Shaked called for another VSC analysis of the seal, this time in court. Bezaleli operated the scanner, projecting images onto the courtroom screen. With the proper use of the filters, it became clear that there was only one kind of luminescence… one ink.

Visibly shaken and emotionally exhausted, Edna Robertson stepped off the witness stand. The next day, she told the press: “They have humiliated me in front of the whole world. My career has been destroyed. From now on they will laugh at me in every court.”

The second defense witness was William A. Flynn, chief document examiner in the Arizona Department of Public Safety Crime Laboratory. Trained both by the Pennsylvania State Police and the FBI, he was a certified forensics document examiner and forgery expert like Gideon Epstein. And although he had only an associate’s degree, he made up for his lack of academic credentials with experience. Over his twenty years as a “questioned document” examiner, he had analyzed more than fifteen thousand alleged forgeries.

Flynn had a bias that he honestly admitted to the court. The discoveries of the Mormon Salamander Letters in the United States and the “Hitler Diaries” in Germany in the early 1980s had turned Flynn into a cautious and conservative document examiner. Initially, both documents were declared authentic by handwriting experts, only to be declared forgeries later by forensic scientists who had analyzed the ink and paper the forger used to create his documents. It was Flynn himself who had proven conclusively that the Mormon letters were forged, based on a sophisticated ink comparison analysis.

Before Salamander and the Hitler Diaries, Flynn had been willing to pronounce a document definitely genuine or definitely not genuine. After Salamander and the Diaries, Flynn added a third category— cannot tell. Flynn’s cautious distinction did not make the defense clap for joy.

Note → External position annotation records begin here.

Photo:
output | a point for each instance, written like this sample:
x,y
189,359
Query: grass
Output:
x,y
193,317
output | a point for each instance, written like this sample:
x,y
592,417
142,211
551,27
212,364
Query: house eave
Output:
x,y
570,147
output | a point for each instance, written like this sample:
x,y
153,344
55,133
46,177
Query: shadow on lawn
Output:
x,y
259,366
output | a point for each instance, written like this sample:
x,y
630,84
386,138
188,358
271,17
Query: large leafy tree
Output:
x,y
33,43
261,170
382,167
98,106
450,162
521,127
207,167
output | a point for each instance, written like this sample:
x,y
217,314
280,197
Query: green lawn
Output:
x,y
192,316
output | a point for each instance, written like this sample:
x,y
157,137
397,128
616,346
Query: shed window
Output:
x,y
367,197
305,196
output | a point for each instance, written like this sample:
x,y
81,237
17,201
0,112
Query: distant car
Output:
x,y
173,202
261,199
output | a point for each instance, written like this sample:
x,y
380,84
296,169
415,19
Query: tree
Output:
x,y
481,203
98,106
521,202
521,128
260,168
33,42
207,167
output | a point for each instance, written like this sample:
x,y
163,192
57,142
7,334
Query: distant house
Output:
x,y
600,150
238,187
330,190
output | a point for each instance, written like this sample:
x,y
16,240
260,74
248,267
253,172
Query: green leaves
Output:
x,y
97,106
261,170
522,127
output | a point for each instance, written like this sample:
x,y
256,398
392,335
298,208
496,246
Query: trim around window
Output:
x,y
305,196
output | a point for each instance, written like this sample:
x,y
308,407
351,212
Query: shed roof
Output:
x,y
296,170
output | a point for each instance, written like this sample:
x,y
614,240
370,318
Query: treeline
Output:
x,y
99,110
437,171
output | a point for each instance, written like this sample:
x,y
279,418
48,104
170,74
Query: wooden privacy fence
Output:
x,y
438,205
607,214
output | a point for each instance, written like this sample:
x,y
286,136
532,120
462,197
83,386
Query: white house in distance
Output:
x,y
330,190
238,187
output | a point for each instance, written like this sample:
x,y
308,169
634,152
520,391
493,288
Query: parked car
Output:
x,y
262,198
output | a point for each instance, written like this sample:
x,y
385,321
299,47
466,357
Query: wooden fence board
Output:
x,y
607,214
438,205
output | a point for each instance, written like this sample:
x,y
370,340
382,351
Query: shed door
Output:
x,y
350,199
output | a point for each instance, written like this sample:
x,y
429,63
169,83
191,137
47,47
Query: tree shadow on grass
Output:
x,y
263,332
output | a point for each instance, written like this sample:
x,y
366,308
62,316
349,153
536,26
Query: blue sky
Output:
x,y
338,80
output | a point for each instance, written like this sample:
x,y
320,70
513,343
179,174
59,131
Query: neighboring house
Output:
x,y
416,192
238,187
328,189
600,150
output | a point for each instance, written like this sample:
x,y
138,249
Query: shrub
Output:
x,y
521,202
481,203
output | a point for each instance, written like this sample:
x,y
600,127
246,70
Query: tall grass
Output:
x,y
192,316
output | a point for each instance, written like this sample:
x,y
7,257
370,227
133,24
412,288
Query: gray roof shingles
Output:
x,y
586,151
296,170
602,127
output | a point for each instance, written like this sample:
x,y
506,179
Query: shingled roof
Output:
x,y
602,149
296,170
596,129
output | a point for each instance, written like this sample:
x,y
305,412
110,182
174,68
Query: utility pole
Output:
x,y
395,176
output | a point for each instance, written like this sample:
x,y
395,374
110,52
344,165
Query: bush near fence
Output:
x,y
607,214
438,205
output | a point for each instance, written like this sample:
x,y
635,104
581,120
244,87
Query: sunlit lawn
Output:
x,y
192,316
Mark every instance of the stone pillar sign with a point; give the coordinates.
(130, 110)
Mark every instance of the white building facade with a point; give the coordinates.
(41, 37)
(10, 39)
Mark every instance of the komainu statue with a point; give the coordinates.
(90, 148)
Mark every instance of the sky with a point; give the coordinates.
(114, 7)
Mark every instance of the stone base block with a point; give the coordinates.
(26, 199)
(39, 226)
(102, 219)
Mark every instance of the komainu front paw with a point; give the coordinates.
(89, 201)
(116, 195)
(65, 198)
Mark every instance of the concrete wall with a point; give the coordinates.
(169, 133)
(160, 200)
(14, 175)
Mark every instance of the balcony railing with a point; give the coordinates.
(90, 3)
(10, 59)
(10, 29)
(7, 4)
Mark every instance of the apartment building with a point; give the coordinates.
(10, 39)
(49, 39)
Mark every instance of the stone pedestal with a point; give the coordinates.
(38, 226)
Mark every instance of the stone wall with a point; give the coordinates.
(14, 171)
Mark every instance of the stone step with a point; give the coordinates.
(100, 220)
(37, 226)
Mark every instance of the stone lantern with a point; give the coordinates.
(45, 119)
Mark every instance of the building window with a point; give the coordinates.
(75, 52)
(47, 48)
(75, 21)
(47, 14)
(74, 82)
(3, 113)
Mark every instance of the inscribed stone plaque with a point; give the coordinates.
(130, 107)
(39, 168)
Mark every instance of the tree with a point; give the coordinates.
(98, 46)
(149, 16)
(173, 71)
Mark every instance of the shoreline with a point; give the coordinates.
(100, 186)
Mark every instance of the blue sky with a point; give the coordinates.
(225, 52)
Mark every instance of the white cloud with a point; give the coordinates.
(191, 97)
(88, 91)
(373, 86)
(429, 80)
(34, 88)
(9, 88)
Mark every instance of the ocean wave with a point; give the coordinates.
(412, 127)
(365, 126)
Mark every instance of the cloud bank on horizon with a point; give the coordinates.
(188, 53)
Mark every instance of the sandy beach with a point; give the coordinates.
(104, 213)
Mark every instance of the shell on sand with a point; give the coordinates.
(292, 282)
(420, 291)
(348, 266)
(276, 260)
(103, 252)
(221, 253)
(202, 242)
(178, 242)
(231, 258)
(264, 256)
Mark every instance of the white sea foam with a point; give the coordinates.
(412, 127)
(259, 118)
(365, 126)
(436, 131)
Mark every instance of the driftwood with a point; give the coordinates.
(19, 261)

What it needed at this point were definitive, not tentative, conclusions from Flynn, whose testimony was supposed to be the defense’s answer to Amnon Bezaleli’s and Gideon Epstein’s conclusions about the authenticity of the three Trawniki card signatures.

Flynn cautiously concluded:

• Streibel’s signature fell in the cannot tell category.

• Teufel’s signature was only possibly genuine because his handwriting was “erratic” and, therefore, easy to forge.